Scaling the sigmoid output

Question:

I am training a Network on images for binary classification. The input images are normalized to have pixel values in the range[0,1]. Also, the weight matrices are initialized from a normal distribution. However, the output from my last Dense layer with sigmoid activation yields values with a very minute difference for the two classes. For example –

output for class1- 0.377525 output for class2- 0.377539

The difference for the classes comes after 4 decimal places.

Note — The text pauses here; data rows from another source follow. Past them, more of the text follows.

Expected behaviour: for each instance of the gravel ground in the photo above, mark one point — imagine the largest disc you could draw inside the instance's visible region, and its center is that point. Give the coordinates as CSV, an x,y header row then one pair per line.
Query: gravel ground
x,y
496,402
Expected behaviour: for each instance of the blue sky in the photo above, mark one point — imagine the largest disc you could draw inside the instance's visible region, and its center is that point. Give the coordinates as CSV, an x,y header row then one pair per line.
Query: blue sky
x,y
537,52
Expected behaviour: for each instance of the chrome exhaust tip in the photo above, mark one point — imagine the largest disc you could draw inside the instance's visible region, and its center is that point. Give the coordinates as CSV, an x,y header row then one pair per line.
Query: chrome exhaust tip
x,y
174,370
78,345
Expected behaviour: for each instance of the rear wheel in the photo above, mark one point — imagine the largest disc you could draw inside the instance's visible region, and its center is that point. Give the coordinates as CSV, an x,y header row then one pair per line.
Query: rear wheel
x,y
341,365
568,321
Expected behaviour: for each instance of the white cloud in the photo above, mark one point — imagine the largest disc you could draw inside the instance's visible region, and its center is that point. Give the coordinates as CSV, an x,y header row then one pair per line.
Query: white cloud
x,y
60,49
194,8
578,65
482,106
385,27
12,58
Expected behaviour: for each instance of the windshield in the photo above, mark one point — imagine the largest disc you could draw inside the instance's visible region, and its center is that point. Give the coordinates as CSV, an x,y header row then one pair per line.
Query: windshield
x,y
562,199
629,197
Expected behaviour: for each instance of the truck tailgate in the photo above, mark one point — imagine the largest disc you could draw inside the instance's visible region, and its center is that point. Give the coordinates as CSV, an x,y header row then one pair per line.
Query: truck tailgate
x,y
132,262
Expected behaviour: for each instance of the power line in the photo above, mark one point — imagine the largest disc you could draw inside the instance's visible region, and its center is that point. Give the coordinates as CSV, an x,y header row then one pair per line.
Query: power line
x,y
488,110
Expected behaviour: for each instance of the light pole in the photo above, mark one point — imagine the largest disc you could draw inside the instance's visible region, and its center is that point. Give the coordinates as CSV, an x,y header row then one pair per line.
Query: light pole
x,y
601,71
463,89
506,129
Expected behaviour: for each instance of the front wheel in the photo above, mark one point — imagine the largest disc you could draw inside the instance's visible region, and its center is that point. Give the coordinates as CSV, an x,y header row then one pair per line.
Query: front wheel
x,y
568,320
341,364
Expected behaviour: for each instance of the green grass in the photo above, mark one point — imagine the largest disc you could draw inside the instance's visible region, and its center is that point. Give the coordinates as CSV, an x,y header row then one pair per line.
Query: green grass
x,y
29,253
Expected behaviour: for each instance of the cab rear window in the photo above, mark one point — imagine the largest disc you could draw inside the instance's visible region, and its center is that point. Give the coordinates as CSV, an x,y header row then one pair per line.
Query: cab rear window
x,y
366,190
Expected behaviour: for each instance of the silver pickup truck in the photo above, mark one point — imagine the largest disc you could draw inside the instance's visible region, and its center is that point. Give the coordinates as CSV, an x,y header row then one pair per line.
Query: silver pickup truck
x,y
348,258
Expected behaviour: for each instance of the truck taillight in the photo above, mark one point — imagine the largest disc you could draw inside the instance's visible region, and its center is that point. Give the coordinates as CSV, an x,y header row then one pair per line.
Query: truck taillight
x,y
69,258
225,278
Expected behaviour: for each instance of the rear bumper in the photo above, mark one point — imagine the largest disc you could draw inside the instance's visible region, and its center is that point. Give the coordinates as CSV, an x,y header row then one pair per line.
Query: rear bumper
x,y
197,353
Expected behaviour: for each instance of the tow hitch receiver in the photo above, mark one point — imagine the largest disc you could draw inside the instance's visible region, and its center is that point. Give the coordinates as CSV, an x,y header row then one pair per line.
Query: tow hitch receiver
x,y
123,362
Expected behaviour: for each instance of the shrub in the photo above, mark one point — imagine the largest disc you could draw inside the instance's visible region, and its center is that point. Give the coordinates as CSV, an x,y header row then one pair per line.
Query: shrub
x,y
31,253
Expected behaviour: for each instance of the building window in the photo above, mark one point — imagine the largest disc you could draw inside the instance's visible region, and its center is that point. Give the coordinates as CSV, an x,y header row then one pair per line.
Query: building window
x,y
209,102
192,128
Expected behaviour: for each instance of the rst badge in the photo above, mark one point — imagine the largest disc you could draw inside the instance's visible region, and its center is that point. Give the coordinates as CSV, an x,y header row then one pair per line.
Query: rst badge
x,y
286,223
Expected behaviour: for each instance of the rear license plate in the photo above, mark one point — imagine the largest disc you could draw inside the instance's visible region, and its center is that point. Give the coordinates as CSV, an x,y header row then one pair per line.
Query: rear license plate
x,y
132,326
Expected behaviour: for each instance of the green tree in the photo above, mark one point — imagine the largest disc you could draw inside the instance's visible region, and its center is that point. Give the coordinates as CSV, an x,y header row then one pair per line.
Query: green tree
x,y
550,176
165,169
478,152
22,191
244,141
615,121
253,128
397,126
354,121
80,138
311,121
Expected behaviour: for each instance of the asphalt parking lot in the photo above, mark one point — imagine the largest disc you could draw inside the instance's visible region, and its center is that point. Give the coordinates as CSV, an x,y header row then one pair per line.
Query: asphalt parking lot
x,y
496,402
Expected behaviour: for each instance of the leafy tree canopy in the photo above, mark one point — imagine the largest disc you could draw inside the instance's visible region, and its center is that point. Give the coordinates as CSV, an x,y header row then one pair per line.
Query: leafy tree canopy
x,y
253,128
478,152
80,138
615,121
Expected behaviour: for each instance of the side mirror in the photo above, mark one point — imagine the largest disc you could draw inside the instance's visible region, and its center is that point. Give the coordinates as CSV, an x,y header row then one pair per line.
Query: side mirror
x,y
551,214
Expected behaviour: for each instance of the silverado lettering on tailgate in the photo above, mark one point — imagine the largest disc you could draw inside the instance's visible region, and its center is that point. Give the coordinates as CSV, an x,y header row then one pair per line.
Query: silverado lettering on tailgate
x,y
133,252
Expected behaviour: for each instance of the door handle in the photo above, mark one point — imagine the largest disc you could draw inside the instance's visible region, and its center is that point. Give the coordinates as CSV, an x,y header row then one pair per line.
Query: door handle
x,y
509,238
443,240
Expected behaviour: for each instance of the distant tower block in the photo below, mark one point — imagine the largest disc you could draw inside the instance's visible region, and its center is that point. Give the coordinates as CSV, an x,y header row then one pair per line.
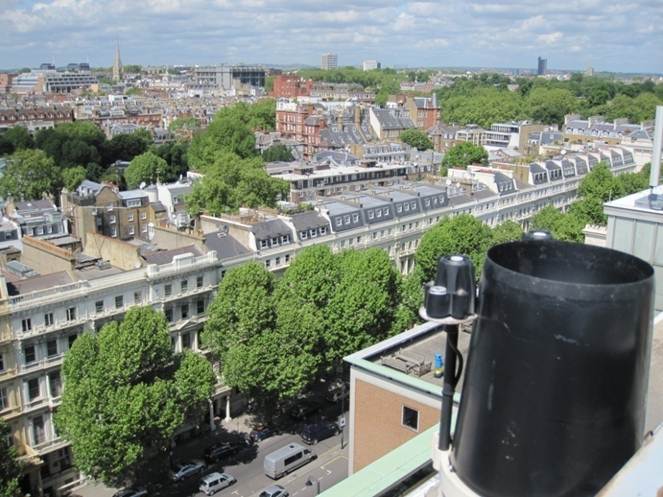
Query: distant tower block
x,y
117,64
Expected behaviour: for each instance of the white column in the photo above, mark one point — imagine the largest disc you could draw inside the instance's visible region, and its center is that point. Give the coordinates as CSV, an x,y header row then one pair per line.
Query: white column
x,y
228,418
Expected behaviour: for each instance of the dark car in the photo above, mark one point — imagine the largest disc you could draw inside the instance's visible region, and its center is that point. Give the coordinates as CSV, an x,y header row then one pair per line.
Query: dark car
x,y
217,452
261,432
315,432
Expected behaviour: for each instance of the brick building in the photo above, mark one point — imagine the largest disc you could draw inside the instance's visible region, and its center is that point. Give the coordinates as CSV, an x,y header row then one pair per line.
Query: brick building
x,y
291,86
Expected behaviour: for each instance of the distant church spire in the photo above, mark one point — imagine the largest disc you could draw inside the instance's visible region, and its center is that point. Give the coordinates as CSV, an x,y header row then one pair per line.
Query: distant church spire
x,y
117,64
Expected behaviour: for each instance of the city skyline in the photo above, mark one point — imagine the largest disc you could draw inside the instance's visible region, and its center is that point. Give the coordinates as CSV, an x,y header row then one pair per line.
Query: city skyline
x,y
609,37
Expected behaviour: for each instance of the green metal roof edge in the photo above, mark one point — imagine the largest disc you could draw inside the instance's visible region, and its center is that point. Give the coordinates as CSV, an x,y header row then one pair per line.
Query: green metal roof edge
x,y
388,470
400,377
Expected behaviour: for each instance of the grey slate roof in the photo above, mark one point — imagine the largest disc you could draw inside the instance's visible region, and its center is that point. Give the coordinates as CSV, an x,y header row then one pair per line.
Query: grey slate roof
x,y
224,245
308,220
166,256
270,229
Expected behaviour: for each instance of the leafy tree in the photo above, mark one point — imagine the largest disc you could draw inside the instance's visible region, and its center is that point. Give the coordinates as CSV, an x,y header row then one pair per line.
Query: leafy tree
x,y
126,146
464,154
73,176
362,309
231,182
15,138
462,234
417,139
508,231
72,144
29,175
278,152
550,105
10,470
148,168
126,394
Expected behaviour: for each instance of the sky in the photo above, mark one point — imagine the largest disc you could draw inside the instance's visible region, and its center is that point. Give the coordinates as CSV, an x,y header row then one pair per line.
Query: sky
x,y
607,35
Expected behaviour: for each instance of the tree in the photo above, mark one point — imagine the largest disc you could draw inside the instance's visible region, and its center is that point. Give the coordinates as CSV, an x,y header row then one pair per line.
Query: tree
x,y
464,154
10,470
278,152
29,175
462,234
126,394
361,311
231,182
72,144
146,168
15,138
126,146
417,139
73,176
508,231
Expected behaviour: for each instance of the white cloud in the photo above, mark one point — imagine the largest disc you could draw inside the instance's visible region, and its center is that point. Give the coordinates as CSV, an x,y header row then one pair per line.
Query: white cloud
x,y
549,38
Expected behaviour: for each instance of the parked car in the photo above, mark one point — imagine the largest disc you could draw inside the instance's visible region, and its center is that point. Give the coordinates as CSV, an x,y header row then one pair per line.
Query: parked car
x,y
261,432
212,483
219,451
274,491
185,470
315,432
131,492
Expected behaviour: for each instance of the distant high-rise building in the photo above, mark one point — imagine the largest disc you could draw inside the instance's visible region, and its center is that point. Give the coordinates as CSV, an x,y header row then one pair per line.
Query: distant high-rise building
x,y
329,61
369,65
117,64
542,66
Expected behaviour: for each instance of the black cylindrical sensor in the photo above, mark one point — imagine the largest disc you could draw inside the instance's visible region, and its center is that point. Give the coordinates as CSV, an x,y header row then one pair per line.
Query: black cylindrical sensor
x,y
553,400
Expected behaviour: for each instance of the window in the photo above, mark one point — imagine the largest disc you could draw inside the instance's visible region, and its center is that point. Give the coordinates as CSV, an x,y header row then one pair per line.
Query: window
x,y
29,354
52,348
410,418
38,432
55,383
33,389
292,458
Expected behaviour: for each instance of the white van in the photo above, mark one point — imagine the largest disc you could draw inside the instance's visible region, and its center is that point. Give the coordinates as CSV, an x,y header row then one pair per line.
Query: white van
x,y
214,482
286,459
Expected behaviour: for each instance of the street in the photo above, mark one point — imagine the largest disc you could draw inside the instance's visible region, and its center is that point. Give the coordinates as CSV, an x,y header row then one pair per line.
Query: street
x,y
329,468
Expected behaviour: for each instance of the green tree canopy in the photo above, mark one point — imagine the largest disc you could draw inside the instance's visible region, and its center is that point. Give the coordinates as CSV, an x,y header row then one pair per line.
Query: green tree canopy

Is there any workaround to make sure that the output for class 1 falls around 0 to 0.5 and for class 2 , it falls between 0.5 to 1.

Edit:

I have tried both the cases.

Case 1 – Dense(1, ‘sigmoid’) with binary crossentropy
Case 2- Dense(2, ‘softmax’) with binary crossentropy

For case1, the output values differ by a very small amount as mentioned in the problem above. As such , i am taking mean of the predicted values to act as threshold for classification. This works upto some extent, but not a permanent solution.

For case 2 – the prediction overfits to one class only.

A sample code : –

inputs = Input(shape = (128,156,1))
x = Conv2D(.....)(inputs)
x = BatchNormalization()(x)
x = Maxpooling2D()(x)
...
.
.
flat=Flatten()(x)

out = Dense(1,'sigmoid')(x)
model = Model(inputs,out)
model.compile(optimizer='adamax',loss='binary_crossentropy',metrics=['binary_accuracy'])
Asked By: Sandeep Pandey

||

Answers:

First, I would like to say the information you provided is insufficient to exactly debug your problem, because you didn’t provide any code of your model and optimizer. I suspect there might be an error in the labels, and I also suggest you use a softmax activation fuction instead of the sigmoid function in the final layer, although it will still work through your approach, binary classification problems must output one single node and loss must be binary cross entropy.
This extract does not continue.